[R-sig-ME] Managing person identifier variable

Wed Oct 5 21:28:31 CEST 2016

> On Oct 5, 2016, at 2:21 PM, Theodore Lytras <thlytras at gmail.com> wrote:
> 
> Στις Τετάρτη, 5 Οκτωβρίου 2016 6:59:30 Μ.Μ. EEST MACDOUGALL Margaret έγραψε:
>> I would be most grateful for some advice in relation to the interpretation
>> of a person identifier variable (persID, say),  in R. I would like to
>> represent persons, as an independent variable, by a random effect. However,
>> there are over 200 such persons. Each person is allocated a random
>> numerical code as a unique identifier.  Currently, R is reading the
>> identifier variable as a numeric variable.
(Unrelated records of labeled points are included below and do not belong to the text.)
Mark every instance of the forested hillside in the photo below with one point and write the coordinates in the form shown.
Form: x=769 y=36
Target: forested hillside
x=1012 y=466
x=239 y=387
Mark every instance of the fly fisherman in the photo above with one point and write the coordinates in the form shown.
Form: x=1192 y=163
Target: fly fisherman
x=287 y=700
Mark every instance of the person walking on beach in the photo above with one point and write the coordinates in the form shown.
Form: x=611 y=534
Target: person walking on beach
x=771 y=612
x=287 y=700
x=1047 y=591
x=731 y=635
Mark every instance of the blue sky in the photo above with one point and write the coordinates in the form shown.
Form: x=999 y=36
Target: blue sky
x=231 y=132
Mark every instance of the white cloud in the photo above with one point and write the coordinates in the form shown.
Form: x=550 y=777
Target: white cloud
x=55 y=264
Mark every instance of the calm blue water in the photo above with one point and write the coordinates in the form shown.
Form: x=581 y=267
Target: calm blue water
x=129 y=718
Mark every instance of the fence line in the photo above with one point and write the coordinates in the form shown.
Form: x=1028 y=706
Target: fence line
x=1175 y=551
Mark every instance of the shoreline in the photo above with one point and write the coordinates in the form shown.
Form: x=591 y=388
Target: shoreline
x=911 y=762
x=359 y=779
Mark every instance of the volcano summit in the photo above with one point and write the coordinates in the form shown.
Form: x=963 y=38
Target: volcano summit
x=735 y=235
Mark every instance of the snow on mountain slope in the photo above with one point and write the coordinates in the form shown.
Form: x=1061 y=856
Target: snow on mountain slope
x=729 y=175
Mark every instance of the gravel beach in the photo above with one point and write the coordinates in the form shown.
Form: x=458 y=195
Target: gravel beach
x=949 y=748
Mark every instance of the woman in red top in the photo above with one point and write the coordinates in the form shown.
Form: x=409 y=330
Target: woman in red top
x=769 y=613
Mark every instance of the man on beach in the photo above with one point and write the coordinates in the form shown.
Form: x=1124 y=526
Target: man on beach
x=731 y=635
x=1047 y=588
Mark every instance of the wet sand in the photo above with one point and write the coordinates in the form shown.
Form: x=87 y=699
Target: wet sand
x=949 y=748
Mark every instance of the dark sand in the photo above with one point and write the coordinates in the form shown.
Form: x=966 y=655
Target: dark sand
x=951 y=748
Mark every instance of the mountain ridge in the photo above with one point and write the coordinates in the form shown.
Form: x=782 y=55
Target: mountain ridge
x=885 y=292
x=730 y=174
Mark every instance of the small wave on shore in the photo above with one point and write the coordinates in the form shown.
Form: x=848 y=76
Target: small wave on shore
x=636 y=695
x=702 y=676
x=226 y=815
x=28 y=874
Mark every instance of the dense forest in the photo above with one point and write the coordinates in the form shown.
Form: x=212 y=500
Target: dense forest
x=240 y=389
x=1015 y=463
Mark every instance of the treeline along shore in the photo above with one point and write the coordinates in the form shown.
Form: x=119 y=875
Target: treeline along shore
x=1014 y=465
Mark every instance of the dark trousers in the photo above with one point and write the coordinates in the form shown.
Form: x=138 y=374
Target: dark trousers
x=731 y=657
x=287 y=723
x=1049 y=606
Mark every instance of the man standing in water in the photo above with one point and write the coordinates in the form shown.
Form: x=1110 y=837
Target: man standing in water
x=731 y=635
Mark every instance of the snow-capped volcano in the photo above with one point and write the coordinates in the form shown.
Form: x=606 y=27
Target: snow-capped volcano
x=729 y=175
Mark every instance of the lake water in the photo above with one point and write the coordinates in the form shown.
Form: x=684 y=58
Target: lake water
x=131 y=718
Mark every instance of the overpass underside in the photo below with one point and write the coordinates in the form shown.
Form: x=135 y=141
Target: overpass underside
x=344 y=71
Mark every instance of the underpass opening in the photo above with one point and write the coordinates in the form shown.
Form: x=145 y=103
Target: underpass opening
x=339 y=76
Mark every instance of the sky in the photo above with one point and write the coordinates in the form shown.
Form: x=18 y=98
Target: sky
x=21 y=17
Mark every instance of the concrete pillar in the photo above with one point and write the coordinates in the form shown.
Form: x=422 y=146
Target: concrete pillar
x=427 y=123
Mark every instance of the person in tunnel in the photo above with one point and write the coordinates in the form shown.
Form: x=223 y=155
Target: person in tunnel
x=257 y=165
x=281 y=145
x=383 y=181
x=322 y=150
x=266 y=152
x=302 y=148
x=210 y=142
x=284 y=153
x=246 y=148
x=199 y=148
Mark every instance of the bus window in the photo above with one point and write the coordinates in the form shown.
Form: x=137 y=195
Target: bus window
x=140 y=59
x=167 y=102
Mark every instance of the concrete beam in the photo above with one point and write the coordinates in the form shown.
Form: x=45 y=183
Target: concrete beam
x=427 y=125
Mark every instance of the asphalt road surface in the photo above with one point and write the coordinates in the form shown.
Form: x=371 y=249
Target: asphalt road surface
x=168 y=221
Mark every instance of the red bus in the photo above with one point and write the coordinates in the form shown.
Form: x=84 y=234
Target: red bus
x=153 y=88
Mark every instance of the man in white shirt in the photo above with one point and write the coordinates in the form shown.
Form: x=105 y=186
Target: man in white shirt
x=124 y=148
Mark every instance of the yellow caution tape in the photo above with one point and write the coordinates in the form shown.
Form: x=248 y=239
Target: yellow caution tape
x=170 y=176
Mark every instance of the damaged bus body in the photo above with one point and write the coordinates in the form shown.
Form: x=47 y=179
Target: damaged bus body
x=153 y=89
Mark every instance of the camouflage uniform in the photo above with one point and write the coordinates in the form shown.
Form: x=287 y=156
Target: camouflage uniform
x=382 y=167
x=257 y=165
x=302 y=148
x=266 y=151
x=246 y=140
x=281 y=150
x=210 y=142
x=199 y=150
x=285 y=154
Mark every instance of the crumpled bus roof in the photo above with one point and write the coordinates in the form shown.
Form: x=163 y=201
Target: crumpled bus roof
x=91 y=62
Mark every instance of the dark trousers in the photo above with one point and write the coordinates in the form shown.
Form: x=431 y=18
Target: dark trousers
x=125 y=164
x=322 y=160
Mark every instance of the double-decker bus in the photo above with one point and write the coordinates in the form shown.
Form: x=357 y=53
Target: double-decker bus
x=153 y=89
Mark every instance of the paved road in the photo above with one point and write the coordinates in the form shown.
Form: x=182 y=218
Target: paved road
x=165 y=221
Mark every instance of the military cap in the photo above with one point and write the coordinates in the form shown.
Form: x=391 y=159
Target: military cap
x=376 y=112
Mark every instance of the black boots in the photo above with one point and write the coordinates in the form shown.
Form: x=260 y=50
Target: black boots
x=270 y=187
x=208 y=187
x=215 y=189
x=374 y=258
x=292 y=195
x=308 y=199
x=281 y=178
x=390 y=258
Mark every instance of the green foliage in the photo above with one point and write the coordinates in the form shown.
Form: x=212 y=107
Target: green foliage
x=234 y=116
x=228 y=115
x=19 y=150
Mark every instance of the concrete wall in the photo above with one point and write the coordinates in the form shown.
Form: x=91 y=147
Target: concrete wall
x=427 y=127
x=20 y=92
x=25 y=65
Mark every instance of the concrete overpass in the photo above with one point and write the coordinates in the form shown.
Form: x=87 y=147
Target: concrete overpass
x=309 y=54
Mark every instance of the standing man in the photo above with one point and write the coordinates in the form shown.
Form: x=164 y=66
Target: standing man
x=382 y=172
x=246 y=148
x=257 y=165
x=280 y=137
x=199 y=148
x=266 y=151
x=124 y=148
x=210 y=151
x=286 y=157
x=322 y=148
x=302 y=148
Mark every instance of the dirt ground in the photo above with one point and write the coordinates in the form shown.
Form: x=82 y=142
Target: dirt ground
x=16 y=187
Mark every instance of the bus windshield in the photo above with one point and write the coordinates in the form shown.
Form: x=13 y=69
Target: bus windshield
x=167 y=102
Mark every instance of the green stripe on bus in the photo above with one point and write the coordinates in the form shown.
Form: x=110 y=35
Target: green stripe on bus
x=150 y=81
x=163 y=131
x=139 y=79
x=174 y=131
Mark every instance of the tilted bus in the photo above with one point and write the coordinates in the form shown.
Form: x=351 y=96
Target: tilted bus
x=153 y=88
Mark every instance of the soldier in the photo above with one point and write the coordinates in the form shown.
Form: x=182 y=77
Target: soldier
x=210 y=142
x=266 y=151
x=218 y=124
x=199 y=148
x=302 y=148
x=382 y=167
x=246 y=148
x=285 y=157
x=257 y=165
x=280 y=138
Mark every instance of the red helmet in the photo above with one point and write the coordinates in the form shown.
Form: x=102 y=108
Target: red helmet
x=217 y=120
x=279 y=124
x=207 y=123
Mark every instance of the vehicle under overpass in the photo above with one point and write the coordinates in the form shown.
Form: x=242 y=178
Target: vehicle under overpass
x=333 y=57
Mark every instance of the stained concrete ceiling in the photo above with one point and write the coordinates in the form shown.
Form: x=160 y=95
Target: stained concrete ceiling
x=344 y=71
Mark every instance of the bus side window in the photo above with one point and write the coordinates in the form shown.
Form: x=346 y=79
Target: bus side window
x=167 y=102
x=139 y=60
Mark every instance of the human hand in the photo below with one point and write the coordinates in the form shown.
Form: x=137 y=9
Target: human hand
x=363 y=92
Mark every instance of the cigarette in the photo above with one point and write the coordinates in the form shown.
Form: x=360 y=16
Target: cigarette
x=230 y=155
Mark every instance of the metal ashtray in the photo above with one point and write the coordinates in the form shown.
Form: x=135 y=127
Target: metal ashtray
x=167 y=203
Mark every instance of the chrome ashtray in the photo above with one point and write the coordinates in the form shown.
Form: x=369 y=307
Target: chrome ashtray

Is there a quick way of
>> addressing this problem by recoding the variable?  (I do not wish to bin
>> the values into category ranges; rather, I wish to avoid the numerical
>> codes being interpreted literally.)
> 
> Just recode it as a factor, i.e. factor(persID).
> 
> By the way, lme4 does that implicitly if you specify a numeric variable as a 
> random effect in a model formula, i.e. you can just say: y ~ x + (1|persID) 
> instead of: y ~ x + (1|factor(persID))

Just a quick pointer here which is that if the persID values contained leading zeros that are a material part of the unique IDs, such as:

  01234
  001234

then coercing to factors, after having been coerced to numeric values, will result in both of the above being 1234:

> factor(as.numeric("01234"))
[1] 1234
Levels: 1234

> factor(as.numeric("001234"))
[1] 1234
Levels: 1234

Food for thought...

Regards,

Marc Schwartz

	[[alternative HTML version deleted]]